Easily the scariest Black Mirror episode ever. Augmented reality is very, very weird. You would have to be nuts to volunteer to be a beta tester for it, especially when it is full immersion and uses your own memories to put your worst fears into the virtual world, yet that is exactly what Wyatt Russell's character does when he is desperate for money to make it back to the US. As you can imagine, it doesn't go well. You can tell that Charlie Brooker is a huge video game fan. Which is evident from the episode title, the not-so-subtle Resident Evil references and even the covers of Edge magazine hidden in the background of some scenes.
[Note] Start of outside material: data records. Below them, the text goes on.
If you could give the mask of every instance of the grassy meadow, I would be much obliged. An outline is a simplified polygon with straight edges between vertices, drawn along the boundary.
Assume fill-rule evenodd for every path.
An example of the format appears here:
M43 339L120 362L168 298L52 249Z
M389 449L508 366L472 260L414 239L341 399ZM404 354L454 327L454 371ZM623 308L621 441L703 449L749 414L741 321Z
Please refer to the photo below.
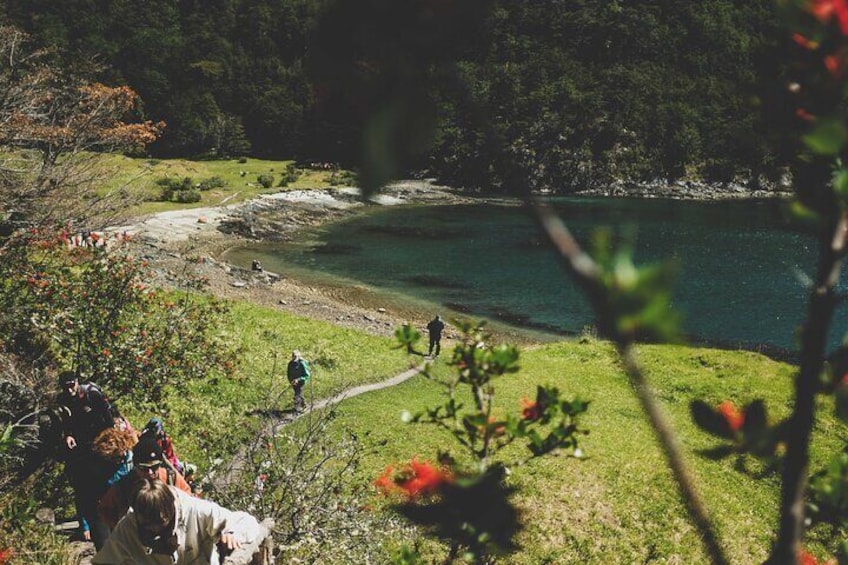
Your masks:
M778 477L753 459L732 456L713 461L699 455L718 440L696 429L688 406L696 398L711 404L728 398L737 404L764 398L771 418L783 417L789 412L793 368L748 352L661 345L643 346L639 353L680 434L730 561L762 562L776 527ZM611 346L600 341L550 344L524 351L521 365L517 375L502 378L496 386L501 413L518 412L521 398L533 398L538 384L553 384L566 395L591 400L582 420L590 433L582 440L582 459L564 455L528 459L529 451L518 443L498 456L512 471L510 483L519 488L516 500L526 525L519 537L523 549L504 562L706 562ZM412 457L433 461L438 450L462 455L444 431L401 421L402 411L436 406L441 394L438 385L419 377L343 405L340 429L352 430L369 446L362 481L373 480L386 465ZM838 438L827 433L835 422L832 406L821 408L813 469L839 449ZM379 500L375 496L376 504Z
M285 190L305 188L327 188L331 186L333 172L330 170L301 169L300 176L285 187L278 186L286 172L286 167L294 161L273 161L249 158L244 163L238 159L189 161L186 159L142 159L124 155L103 155L99 166L109 180L104 191L125 187L127 191L139 197L142 202L127 212L128 216L155 214L179 208L215 206L221 203L233 204L255 198L260 194L271 194ZM242 174L244 173L244 174ZM271 188L264 188L258 182L259 175L270 175L274 182ZM194 203L157 202L161 192L156 181L163 178L181 180L191 177L195 183L219 177L224 186L201 191L201 200Z
M233 303L224 331L242 350L237 377L193 384L188 395L169 399L167 418L178 451L201 468L216 457L226 458L256 433L264 421L257 410L290 407L284 374L293 348L313 362L313 390L307 397L311 392L316 399L383 380L420 359L407 358L389 338L245 303ZM449 371L444 362L449 349L435 363L438 375ZM750 352L674 345L641 346L639 358L680 434L731 562L761 562L775 529L778 477L754 459L713 461L700 455L718 440L694 426L689 402L700 398L716 405L731 399L742 405L763 398L775 420L789 412L794 368ZM539 384L589 399L582 426L590 433L581 440L582 459L565 454L528 459L529 451L519 443L498 455L512 471L510 483L519 487L516 501L526 524L519 537L522 550L504 562L704 562L701 543L613 348L594 339L526 348L521 371L497 382L499 414L520 411L521 399L533 398ZM434 460L438 450L465 456L444 431L401 420L404 410L436 406L441 395L439 385L419 376L341 405L336 429L355 433L366 447L359 484L370 484L390 464L412 457ZM831 433L836 425L832 406L823 400L820 409L813 469L839 449ZM133 417L143 419L143 414ZM383 511L384 503L375 492L376 511ZM433 558L442 551L434 544L424 547Z

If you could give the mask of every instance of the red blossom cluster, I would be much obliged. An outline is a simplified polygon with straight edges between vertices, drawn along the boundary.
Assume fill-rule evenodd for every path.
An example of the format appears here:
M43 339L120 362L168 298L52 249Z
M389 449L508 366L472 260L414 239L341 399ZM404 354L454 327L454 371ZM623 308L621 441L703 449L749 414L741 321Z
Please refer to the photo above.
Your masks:
M0 565L6 565L9 560L15 556L15 550L11 547L0 549Z
M718 411L727 420L727 425L730 426L731 430L738 432L742 429L742 425L745 423L745 413L740 411L733 402L725 400L718 405Z
M799 565L836 565L835 559L828 559L827 561L819 561L816 557L810 553L807 553L805 549L801 549L798 552L798 564Z
M542 417L544 409L538 402L533 402L529 398L521 399L521 419L528 422L535 422Z
M835 17L839 30L848 35L848 0L811 0L807 10L823 24Z
M435 494L443 485L452 482L453 475L448 470L414 458L397 471L394 467L386 467L374 486L384 494L403 492L409 498L417 498Z

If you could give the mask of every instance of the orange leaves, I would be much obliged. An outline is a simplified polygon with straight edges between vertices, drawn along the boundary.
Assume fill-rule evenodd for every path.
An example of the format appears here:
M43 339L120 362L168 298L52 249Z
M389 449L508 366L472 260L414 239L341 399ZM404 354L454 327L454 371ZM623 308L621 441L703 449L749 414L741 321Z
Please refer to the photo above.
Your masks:
M528 422L535 422L542 417L543 409L538 402L533 402L529 398L521 399L521 419Z

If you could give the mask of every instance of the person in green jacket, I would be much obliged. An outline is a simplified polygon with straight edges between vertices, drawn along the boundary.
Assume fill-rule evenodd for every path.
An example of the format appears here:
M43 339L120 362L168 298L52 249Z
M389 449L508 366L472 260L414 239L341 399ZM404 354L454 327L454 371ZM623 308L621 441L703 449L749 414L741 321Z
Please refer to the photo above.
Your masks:
M286 376L289 379L292 390L294 390L294 411L296 414L303 412L306 408L306 400L303 398L303 385L306 384L311 375L309 363L301 356L300 351L297 349L292 351L291 361L289 361L286 369Z

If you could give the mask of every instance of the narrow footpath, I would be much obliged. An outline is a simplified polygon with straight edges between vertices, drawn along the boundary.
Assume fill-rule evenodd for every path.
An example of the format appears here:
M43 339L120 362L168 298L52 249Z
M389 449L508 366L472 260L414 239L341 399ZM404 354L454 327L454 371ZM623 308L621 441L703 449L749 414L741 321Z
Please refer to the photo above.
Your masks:
M287 426L304 416L309 416L312 412L317 410L324 410L325 408L336 406L348 398L397 386L408 381L415 375L418 375L423 368L424 365L418 365L384 381L349 388L333 397L324 398L309 404L306 409L300 413L288 412L281 414L276 412L267 414L268 423L266 423L262 431L256 435L256 439L248 445L243 446L235 455L233 455L230 465L226 468L226 472L219 476L210 477L213 490L221 489L226 485L237 481L249 467L248 454L255 451L260 444L267 442L268 438L274 437L280 428Z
It's a real love letter to the sort of survival horror games he clearly loves, but with the extra Black Mirror style satire. An incredible piece of work.
1) Be Right Back
Here it is. Our pick for the greatest Black Mirror episode created (so far). This high concept tearjerker stars Domhnall Gleeson and Haley Atwell, acting out of their skin, as a couple cruelly torn apart when Gleeson's character is killed in a car accident. It poses a few important and tough questions. How do you replace the one you've loved and lost? And if you could make an exact replacement, would you? The moment when Martha meets the android version of Ash for the first time is on of the most profoundly sad and brilliantly acted moments in Black Mirror history. Be Right Back is essentially a story of dealing with grief, but with a sci-fi twist. It can't be overstated how much this episode got to us. A seriously emotional gut punch that stays with you long after the episode has finished. The ending is slightly ambiguous and makes you question what was the right thing to do morally, but all the best things should make you question yourself, right?